In message <CABkgnnVPVSXVU+YPvCgjZ1vnbOQ++xn_FfWqMw8Wcr4A0ZVhow@mail.gmail.com>
, Martin Thomson writes:
>On 18 July 2014 11:20, Poul-Henning Kamp <phk@phk.freebsd.dk> wrote:
>> I don't think it says anywhere that you cant *send* the block, but if
>> you do, you should expect it to get rejected.
>
>I hadn't considered that interpretation at all.
>
>I can't see that working out well.  I'd have thought that if you set a
>limit of 10k, then treating anything that exceeds that as a connection
>error is the logical conclusion.  Otherwise, you have to process more
>than you said you wanted to receive, just to maintain a consistent
>compression state.

I'd expect behaviour in this area to develop and depend on field
experience.

I really don't think requests (or responses!) exceeding the limit
are going to happen outside attack-scenarios.

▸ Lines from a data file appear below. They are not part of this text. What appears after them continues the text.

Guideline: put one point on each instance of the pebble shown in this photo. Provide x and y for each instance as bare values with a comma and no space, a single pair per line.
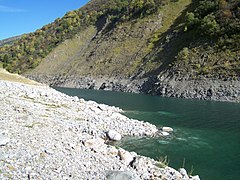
114,135
4,140
54,136
167,129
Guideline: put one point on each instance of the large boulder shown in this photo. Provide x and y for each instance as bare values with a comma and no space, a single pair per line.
121,175
4,140
125,156
114,135
167,129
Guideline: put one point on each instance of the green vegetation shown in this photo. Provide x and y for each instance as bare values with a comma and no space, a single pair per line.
214,52
27,52
188,38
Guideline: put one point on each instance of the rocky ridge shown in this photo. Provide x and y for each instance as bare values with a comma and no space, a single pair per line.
179,87
45,134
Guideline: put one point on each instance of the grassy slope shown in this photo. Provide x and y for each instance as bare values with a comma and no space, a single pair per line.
6,76
118,51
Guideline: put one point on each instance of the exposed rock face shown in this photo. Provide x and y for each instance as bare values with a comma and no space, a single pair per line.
216,90
114,135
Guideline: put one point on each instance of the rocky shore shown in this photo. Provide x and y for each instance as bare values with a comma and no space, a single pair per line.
205,89
45,134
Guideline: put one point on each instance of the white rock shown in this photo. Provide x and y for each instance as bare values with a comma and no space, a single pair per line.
184,173
114,135
167,129
195,177
165,133
4,140
125,156
93,143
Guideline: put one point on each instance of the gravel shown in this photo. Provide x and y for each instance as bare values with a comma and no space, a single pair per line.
45,134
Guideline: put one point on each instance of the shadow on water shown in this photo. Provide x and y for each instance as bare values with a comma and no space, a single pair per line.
206,134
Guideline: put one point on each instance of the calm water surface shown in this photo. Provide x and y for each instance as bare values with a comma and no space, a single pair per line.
206,134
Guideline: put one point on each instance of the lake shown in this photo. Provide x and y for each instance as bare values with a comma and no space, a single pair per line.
206,137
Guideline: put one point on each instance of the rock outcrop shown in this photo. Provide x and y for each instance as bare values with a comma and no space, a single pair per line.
45,134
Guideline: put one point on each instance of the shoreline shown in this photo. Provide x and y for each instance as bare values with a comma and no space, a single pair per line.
206,89
47,134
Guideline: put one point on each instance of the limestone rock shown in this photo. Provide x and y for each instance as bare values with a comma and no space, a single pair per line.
184,173
125,156
94,143
167,129
114,135
195,177
121,175
4,140
165,133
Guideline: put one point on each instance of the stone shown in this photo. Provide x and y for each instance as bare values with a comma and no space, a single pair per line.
121,175
94,143
125,156
167,129
139,164
183,172
4,140
114,135
165,133
195,177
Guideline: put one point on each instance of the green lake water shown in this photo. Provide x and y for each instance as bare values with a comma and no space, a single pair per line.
206,136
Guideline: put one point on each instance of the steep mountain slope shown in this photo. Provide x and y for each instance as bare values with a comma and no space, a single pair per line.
179,48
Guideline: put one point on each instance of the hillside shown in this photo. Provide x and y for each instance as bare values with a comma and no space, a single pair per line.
151,46
9,41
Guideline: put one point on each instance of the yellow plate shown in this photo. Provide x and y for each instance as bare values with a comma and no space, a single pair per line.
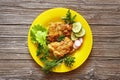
80,55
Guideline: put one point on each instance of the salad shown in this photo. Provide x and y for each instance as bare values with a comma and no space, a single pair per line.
56,44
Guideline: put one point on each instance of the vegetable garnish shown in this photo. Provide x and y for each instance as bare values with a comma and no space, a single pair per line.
52,52
68,19
60,38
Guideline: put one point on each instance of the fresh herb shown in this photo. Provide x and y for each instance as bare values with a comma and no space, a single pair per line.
38,34
68,18
69,61
60,38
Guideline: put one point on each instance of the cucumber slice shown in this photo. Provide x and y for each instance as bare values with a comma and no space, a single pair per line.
81,33
73,37
76,27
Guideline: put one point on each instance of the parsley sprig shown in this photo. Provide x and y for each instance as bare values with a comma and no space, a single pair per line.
68,19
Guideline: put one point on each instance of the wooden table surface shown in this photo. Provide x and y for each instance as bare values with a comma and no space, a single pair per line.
17,15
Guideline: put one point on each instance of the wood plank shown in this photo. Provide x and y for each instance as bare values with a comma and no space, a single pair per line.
92,69
25,12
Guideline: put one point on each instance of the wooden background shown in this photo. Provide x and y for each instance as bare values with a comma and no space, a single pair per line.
17,15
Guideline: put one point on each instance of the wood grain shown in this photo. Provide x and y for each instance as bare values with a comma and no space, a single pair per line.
17,15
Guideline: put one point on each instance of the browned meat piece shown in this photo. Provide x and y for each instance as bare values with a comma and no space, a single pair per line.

And setting or no setting, receivers will have limits, the only
difference is that we tell senders about them.

-- 
Poul-Henning Kamp       | UNIX since Zilog Zeus 3.20
phk@FreeBSD.ORG         | TCP/IP since RFC 956
FreeBSD committer       | BSD since 4.3-tahoe    
Never attribute to malice what can adequately be explained by incompetence.